A produção de “O Juiz” foi feita pelo próprio Robert Downey Jr. e sua esposa, Susan Downey, o que dá margem para analisar de outra forma este papel. Seria uma tentativa de Robert de desligar-se dos sempre engraçados e destemidos personagens que marcaram sua carreira, os já citados acima? Há quem acredite. Os diálogos, contudo, são mais fortes e profundos. Hank tem muito das características dos outros, mas possui um calcanhar de Aquiles mais visível. O tempo todo oscila entre o grande advogado e o filho preterido que ainda deseja o amor do pai. Uma das falas do pai o dilacera: “Hank, eu adoraria gostar mais de você.”

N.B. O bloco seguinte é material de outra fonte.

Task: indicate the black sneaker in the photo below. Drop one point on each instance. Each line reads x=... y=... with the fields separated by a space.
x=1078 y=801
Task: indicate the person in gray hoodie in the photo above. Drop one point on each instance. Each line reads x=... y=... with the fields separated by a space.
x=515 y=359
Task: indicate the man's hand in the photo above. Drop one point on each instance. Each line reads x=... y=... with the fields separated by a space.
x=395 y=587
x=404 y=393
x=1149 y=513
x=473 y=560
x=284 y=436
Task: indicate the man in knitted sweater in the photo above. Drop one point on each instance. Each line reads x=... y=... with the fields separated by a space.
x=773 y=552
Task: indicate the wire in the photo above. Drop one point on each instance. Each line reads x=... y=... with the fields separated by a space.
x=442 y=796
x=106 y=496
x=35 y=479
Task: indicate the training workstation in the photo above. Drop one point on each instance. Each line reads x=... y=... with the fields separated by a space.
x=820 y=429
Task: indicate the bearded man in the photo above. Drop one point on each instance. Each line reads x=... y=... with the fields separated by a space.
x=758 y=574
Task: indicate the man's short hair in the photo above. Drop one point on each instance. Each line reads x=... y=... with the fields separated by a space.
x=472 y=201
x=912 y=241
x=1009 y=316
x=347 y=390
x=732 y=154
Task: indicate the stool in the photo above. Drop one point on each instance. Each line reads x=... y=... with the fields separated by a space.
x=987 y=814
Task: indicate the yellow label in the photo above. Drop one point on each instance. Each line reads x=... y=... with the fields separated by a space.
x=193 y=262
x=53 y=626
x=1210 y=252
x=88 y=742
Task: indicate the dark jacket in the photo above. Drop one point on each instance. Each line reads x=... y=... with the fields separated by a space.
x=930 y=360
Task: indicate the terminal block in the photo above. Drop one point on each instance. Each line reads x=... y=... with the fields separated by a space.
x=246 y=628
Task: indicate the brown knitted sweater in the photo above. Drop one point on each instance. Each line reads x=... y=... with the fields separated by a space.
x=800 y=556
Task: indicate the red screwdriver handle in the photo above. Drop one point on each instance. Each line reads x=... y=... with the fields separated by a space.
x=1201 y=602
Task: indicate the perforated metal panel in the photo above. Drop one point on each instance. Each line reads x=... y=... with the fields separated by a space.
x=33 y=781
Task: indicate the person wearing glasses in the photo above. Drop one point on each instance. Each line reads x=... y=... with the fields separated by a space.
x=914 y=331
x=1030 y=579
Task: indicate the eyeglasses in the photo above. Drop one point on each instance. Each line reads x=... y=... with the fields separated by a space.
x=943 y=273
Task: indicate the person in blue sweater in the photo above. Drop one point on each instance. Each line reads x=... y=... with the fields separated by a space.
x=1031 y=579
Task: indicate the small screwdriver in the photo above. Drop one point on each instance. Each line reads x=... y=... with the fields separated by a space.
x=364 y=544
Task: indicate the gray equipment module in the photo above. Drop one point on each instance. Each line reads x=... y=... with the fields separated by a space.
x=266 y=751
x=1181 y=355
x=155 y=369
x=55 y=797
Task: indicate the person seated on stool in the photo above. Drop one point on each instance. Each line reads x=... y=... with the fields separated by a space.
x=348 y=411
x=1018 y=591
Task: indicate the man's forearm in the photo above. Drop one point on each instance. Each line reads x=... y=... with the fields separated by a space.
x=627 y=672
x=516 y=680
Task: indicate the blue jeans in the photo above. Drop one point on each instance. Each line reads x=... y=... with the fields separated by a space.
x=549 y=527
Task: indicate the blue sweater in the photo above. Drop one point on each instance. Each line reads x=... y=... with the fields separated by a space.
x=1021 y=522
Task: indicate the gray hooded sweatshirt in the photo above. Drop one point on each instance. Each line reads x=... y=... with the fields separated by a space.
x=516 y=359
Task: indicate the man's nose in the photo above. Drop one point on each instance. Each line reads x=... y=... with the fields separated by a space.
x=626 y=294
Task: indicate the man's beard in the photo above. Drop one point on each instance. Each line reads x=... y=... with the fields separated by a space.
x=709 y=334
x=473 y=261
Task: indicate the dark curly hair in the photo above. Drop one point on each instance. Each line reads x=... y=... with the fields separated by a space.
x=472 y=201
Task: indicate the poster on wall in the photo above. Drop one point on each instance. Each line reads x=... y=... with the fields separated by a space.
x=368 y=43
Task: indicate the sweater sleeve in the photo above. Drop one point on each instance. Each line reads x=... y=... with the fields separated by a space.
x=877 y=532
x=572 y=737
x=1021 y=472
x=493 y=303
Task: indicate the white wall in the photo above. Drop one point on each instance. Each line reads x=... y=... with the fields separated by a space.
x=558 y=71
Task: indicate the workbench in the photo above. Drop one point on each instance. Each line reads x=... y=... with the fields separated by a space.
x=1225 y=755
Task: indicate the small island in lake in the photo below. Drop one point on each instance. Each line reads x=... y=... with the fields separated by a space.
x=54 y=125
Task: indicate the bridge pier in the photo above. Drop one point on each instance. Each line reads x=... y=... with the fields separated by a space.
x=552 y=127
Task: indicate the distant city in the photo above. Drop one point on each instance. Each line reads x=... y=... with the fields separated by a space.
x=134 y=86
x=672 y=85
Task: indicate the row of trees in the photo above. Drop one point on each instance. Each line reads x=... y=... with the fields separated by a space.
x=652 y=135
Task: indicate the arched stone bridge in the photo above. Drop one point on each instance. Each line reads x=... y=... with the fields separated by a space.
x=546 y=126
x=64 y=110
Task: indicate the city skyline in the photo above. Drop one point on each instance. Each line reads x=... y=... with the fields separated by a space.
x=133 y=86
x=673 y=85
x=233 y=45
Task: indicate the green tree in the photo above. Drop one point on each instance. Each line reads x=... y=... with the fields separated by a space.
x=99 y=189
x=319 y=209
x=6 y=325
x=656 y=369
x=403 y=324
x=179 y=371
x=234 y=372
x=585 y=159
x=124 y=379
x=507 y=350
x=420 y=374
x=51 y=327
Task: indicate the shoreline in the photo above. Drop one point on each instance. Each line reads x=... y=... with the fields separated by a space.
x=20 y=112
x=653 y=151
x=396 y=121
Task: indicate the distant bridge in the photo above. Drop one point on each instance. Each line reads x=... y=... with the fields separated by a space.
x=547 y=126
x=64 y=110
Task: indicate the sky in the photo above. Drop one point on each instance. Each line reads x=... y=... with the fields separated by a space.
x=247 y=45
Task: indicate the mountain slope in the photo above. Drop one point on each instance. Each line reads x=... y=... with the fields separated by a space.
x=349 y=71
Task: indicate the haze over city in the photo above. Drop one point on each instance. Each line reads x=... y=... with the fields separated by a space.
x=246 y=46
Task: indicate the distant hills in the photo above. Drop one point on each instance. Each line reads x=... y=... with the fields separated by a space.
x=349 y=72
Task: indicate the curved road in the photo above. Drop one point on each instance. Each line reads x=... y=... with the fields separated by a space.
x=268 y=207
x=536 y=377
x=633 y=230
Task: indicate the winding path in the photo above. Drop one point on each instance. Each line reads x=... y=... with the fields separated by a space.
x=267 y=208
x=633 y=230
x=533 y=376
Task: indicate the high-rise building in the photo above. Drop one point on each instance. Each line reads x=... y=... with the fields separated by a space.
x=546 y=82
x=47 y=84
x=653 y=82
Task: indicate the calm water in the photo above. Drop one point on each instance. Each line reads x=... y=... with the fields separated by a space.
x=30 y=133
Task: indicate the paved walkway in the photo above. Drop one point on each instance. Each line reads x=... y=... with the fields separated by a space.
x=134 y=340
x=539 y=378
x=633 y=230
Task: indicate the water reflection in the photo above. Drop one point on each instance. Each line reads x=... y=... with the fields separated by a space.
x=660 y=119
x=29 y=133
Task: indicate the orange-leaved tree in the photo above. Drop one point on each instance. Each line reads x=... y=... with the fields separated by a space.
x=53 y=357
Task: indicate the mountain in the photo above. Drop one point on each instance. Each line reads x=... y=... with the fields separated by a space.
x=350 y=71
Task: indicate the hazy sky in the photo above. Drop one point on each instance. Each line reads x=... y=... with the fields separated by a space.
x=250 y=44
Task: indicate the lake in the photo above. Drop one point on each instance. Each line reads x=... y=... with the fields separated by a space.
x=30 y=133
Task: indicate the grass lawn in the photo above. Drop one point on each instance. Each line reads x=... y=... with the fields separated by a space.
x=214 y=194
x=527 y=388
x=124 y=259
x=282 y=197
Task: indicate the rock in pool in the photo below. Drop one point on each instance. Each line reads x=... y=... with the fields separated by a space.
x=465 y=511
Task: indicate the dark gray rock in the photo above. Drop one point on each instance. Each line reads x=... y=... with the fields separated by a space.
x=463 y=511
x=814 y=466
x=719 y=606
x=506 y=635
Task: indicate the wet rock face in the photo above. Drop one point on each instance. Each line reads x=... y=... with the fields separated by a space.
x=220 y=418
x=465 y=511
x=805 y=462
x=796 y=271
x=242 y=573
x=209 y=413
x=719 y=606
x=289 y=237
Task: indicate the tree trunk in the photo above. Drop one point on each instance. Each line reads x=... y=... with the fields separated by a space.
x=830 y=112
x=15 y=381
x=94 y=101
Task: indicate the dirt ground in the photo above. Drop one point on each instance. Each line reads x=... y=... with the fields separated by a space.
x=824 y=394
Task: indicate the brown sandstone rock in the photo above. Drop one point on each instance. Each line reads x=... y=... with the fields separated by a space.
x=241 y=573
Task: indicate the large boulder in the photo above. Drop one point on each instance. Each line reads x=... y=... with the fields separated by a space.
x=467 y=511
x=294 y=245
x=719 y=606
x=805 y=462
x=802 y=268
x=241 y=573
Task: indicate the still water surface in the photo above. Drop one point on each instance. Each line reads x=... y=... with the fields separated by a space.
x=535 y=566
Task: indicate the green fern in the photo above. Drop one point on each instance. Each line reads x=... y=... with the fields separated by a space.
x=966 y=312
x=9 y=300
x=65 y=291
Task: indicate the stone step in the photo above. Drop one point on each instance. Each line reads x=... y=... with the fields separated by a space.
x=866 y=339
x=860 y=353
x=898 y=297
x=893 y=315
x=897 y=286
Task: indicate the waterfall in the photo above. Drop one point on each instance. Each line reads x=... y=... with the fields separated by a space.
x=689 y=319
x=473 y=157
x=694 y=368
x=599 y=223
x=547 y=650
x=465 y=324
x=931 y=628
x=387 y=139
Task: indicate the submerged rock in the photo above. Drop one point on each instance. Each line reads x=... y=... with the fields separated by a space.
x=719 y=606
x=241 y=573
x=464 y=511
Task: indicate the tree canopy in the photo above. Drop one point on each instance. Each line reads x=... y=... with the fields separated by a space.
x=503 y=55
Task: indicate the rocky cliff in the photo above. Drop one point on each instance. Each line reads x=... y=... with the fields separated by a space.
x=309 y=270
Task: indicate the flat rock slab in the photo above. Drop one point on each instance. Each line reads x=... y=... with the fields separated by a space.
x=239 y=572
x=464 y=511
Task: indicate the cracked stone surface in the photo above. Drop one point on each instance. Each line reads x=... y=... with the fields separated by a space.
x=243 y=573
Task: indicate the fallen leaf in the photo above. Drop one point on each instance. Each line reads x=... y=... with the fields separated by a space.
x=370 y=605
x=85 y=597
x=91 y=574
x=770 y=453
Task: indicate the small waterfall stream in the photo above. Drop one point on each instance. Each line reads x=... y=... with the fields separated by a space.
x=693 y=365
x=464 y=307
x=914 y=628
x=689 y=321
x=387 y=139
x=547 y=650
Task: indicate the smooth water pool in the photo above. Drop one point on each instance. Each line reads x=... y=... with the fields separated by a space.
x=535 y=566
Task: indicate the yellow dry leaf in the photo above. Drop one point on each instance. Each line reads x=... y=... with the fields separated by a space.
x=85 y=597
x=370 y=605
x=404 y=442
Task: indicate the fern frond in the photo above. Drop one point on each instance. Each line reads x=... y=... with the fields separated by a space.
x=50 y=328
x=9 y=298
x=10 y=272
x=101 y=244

O julgamento do juiz Palmer o tempo todo apresenta novas informações. Essas quebras no caso de homicídio se misturam com os dramas sentimentais dos dois personagens. Em alguns momentos mal dá para perceber quem é quem: réu ou pai? Advogado ou filho? Quem está mentindo? Quem é mais honesto neste embate?

“O Juiz” é um grande filme. Dolorido para quem compreende o que é ter o mundo e não ter o principal, a família. Dolorido para quem está em algum lugar da vida à espera de um milagre, tentando tirar do mar lodoso da mágoa o mínimo de afeto. O final é redentor. Simples, doce, revelador. Muito do que já se sabia, mas ainda assim revelador. Simples e doce.